Surfer Andy Irons’ Toxicology Report Released: Death Caused By Cardiac Arrest, Evidence of Mixed Drug Use

ByMary Anne Potts
June 14, 2011
3 min read

By Tetsuhiko Endo, editor of The Inertia

On Friday, June 10th the Tarrant County Medical Examiner’s office released the toxicology report for Philip Andrew “Andy” Irons. It states that his primary cause of death was a sudden cardiac arrest associated with coronary artery disease with a 70-80 percent stenosis (abnormal narrowing) of one of his arteries. It further states that his secondary cause of death was “acute mixed drug ingestion.” According to the report, the following drugs were found either on his person or in his system: Alprazolam (Xanax), Zolpidem (Ambien), cannabinoids (marijuana), naproxen (anti-inflammatory), cocaethylene (a chemical produced in the body when cocaine and alcohol are mixed that’s linked to causing heart attacks in people under forty), methamphetamine, methadone, and cocaine. The report includes a lengthy “comments” section explaining how cocaine and methadone can impede the work of the heart—thereby making their presence in Irons’ body “significant.” It concludes with the following: “the primary and underlying cause of death is ischemic heart disease due to coronary artery pathology (heart disease). Drugs however, particularly, methadone and cocaine, are other significant conditions contributing to death but not resulting in the underlying cause.”

Some, like Dr. Vincent Di Maio, an award-winning forensic expert and media stalwart hired by the Irons family, believe that drugs did not contribute to Irons’ death. Others, like the numerous doctors anecdotally consulted for this piece, side with the medical examiners in Tarrant County citing the myriad and well-documented ways that prolonged drug use can debilitate the heart. In life, Irons’ rock star combination of savant surfing and personal brashness polarized the surfing community like few other public figures, so it is grimly fitting that his death should do the same.

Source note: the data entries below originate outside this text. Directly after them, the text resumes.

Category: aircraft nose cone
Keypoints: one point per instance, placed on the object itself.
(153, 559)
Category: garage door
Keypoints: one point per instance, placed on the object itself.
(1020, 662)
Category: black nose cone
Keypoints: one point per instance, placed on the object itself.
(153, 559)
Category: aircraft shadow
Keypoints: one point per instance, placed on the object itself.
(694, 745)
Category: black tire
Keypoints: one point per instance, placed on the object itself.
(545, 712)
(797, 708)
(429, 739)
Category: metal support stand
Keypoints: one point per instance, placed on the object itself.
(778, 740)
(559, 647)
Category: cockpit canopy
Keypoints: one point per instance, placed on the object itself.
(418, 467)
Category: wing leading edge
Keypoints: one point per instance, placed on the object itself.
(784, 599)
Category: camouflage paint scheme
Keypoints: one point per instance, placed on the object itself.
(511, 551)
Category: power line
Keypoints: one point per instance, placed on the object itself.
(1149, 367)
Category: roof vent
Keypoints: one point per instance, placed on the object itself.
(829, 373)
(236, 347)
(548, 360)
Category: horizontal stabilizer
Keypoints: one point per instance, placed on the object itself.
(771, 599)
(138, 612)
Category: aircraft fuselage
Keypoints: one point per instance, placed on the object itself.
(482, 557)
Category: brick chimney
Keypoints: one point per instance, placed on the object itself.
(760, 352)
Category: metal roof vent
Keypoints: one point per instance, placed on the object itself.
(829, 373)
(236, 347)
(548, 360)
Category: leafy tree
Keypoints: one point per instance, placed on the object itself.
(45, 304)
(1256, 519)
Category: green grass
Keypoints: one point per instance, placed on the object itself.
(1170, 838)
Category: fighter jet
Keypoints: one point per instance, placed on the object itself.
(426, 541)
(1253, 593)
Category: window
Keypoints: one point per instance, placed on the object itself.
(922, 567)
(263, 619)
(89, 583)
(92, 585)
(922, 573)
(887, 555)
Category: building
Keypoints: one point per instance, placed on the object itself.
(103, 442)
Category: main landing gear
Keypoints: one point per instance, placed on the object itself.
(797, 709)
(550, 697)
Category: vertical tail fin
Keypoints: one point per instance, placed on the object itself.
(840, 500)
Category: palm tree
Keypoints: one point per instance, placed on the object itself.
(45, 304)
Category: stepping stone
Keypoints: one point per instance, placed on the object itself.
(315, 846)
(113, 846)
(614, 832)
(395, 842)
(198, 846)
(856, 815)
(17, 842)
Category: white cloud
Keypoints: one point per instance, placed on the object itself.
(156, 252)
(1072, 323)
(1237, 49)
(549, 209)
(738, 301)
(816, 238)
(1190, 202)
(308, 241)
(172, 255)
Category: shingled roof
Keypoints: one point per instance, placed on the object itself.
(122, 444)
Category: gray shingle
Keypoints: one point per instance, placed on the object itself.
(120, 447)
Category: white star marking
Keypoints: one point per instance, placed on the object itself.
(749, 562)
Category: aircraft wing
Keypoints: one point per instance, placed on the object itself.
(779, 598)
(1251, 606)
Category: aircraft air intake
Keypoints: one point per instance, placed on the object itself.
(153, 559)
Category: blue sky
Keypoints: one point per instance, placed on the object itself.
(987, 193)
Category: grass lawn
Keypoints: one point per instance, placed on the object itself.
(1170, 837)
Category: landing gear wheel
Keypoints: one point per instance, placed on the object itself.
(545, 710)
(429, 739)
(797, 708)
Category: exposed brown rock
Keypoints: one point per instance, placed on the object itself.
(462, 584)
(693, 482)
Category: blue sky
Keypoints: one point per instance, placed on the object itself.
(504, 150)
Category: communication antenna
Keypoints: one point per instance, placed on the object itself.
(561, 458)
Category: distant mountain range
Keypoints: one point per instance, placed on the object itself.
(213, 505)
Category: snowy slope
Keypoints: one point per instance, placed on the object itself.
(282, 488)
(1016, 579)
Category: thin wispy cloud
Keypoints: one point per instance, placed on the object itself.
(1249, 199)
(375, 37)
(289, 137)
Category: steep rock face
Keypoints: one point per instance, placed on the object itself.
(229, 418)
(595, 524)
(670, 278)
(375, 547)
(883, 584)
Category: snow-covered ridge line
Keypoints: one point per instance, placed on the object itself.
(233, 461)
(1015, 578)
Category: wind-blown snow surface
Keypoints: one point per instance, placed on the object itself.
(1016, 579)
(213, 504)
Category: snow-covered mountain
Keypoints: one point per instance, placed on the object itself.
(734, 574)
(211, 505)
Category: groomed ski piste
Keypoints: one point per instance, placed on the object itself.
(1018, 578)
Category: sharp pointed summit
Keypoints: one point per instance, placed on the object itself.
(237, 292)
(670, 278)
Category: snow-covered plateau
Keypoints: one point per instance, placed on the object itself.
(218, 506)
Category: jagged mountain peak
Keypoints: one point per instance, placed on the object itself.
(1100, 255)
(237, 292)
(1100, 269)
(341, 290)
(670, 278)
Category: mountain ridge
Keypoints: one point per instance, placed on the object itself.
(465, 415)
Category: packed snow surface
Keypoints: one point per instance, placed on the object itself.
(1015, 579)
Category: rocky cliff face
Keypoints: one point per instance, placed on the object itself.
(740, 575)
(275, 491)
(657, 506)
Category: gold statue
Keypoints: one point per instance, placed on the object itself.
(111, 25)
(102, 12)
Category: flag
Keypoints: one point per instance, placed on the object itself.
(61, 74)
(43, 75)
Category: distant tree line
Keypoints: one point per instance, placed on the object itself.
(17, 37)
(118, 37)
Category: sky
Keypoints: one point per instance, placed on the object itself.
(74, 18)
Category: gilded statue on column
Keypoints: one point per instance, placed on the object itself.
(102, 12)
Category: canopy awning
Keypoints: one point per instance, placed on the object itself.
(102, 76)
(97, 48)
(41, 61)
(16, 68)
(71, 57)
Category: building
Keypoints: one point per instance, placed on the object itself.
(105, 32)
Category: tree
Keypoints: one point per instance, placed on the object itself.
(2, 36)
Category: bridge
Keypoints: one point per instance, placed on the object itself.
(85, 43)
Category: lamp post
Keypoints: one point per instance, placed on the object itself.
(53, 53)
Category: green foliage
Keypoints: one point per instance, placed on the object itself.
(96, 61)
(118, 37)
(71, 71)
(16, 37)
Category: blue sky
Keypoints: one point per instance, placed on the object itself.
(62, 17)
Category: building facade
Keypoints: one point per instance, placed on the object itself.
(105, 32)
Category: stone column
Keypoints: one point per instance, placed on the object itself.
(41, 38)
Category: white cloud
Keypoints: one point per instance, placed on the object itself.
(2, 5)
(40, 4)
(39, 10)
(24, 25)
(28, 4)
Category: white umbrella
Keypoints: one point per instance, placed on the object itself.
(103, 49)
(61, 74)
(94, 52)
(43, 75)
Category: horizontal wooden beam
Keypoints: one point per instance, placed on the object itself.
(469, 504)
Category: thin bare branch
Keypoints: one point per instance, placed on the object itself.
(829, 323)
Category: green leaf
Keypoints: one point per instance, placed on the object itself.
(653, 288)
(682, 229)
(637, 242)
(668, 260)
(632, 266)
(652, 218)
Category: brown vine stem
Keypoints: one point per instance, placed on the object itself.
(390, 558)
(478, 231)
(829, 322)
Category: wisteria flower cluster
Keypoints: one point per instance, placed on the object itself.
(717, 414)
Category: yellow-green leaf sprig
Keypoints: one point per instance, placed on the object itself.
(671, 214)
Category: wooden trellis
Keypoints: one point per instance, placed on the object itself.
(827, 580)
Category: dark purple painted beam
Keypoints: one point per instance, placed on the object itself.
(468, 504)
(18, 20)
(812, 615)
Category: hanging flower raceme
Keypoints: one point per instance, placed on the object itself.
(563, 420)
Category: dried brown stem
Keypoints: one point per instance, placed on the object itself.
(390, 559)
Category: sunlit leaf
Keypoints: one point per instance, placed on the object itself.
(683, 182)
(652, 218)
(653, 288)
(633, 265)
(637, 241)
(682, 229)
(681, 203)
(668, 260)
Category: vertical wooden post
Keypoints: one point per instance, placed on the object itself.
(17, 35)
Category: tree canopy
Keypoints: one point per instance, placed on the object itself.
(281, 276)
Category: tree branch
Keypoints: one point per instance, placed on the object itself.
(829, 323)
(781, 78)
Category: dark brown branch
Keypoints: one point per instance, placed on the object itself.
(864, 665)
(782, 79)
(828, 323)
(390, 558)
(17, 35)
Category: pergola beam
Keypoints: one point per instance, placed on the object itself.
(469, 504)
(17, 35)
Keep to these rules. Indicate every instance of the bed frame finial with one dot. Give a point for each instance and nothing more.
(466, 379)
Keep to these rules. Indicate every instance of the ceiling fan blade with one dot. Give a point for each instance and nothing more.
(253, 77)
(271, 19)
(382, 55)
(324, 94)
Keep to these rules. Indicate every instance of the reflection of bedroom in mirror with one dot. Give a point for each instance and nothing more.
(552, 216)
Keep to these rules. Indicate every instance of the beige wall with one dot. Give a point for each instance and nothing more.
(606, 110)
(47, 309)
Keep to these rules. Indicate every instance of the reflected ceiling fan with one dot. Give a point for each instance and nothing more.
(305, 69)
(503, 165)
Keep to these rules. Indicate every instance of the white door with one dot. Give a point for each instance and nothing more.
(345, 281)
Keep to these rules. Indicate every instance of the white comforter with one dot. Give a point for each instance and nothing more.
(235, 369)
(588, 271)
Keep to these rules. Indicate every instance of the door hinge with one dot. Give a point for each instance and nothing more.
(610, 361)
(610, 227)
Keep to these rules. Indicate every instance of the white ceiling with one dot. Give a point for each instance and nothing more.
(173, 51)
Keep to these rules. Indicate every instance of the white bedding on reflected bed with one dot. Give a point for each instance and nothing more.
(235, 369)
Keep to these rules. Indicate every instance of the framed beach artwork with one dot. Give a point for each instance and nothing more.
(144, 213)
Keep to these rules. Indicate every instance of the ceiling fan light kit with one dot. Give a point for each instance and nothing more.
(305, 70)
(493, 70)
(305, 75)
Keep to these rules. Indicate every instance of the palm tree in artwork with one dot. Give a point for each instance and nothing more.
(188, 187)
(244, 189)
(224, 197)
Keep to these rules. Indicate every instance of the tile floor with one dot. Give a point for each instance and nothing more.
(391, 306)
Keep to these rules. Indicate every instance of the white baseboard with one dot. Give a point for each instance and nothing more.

The premature death of a famous and monetarily influential person is always a tragedy, but never just a tragedy. It is many things to many people: a PR nightmare, the scoop of a lifetime, an inconvenience for a tour that seeks legitimacy, the instant canonization of his legend, a damning comment on celebrity culture, a cautionary tale, the tragic loss of a father, brother, husband and son, an ode to self destruction, an episode better left forgotten, an opportunity to change.

What makes Irons unique is not that he self-destructed; it’s that he did so in full view of his sponsors, the media, and his fans—while he was still one of the best surfers in the world. His story presents an interesting study in the way the surfing world, and action-sports cultures in general, function as they mature into full-blown consumer industries.